Well, no gear repairs yesterday so I thought my streak was broken.  Does it count since I had to do 2 sew jobs this evening?? I found a tiny hole in my sleeping rights this morning, who knows how long it’s been there. The other repair was my own fault (like the other ones weren’t?) – I tore part of one the outside side pockets on my skirt. *sigh*.  Too rough and just jerked it.  

I’m happy to be camping at water again, though “Christi’s spring was a pain to find the running water and not just a stagnant pool.  I wandered about and on my way back got off course a bit and finally found the side trail again.  A moment of panic – where am I??  I went cross country for a bit (we’re talking about 2-3 minutes) and considering the blowdowns (of course) I’m happy with only 2 scrapes.  Caused me to haul out the first aid kit and do an extra special baby wipe bath of my legs.  With all the dust out here, I’m quickly going thru baby wipes….tomorrow I’m going to camp at one of the last springs before a dry stretch (20 miles) before entering Crater Lake NP, and I’ll use a bandana to wipe down my arms, legs, and feet at least.  

My cough is doing one thing at least – it’s scaring off the deer that are wandering through my campsite!  I was hacking off and on all day today – getting somewhat concerned though I don’t think it’s any harder to breath.  The dust is crazy though – every footfall brings up clouds of it.  I looked at my headphones, which were white, and realized I’m probably breathing more of it than I originally thought.

Well, I’m certainly getting a first hand look at the solitude hiking out of thru hiker season brings.  Solo hike indeed, camping alone yet again, though I’m grateful I had Zigzag and Wolf Guide to chat with for a bit this afternoon.  It’s making me think seriously about the NoCal section next year and when I want to do it.  Hopefully I’ll keep running into other hikers, but there’s already been more thru’s than I expected, and especially NOBOs are running out of time for avoiding snow in the Northern Cascades.  The guys I met today, Zigzag started in June, and Wolf Guide started in May!  
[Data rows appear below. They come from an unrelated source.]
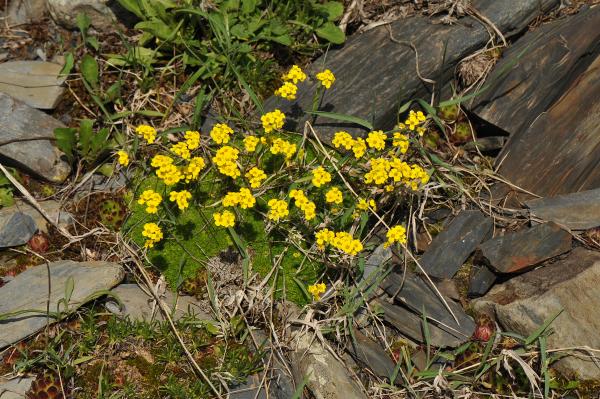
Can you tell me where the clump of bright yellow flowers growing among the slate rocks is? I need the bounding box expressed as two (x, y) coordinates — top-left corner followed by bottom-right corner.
(118, 66), (430, 301)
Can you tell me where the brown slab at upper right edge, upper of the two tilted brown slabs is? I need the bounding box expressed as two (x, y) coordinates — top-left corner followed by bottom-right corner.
(471, 7), (600, 138)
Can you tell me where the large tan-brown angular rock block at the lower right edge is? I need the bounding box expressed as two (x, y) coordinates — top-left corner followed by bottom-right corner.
(472, 248), (600, 381)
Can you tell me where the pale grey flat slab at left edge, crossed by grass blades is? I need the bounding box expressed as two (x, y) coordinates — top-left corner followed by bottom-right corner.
(0, 260), (124, 349)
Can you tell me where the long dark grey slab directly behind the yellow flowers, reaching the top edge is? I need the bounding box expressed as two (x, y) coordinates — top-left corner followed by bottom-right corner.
(265, 0), (559, 140)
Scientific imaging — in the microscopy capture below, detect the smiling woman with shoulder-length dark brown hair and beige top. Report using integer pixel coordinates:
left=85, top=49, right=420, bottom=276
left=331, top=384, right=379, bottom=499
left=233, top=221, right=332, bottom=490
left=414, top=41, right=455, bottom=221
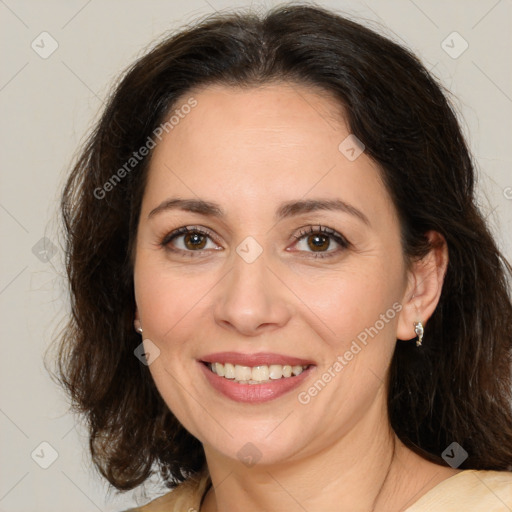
left=55, top=6, right=512, bottom=512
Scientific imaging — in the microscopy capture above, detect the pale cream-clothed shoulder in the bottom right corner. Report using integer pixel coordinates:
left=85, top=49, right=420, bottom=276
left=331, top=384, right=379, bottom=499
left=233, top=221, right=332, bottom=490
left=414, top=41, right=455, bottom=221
left=406, top=469, right=512, bottom=512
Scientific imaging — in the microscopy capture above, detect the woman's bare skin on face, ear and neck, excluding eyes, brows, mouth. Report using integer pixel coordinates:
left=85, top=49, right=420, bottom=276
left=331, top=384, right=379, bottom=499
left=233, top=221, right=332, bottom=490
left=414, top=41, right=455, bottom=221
left=134, top=83, right=457, bottom=512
Wow, it got super cold all of a sudden – 9:25pm and I just got back in my tent after hopefully the last pee for a few hours.  The sky is completely clear and the stars shining.  It’s so incredibly quiet I wish I could bottle it up for folks who need a bit more silence in their lives.  On come the down booties, and the sleeping bag liner.  Oh, I just checked, I am camped at 6,184 feet tonight – maybe that has something to do with it!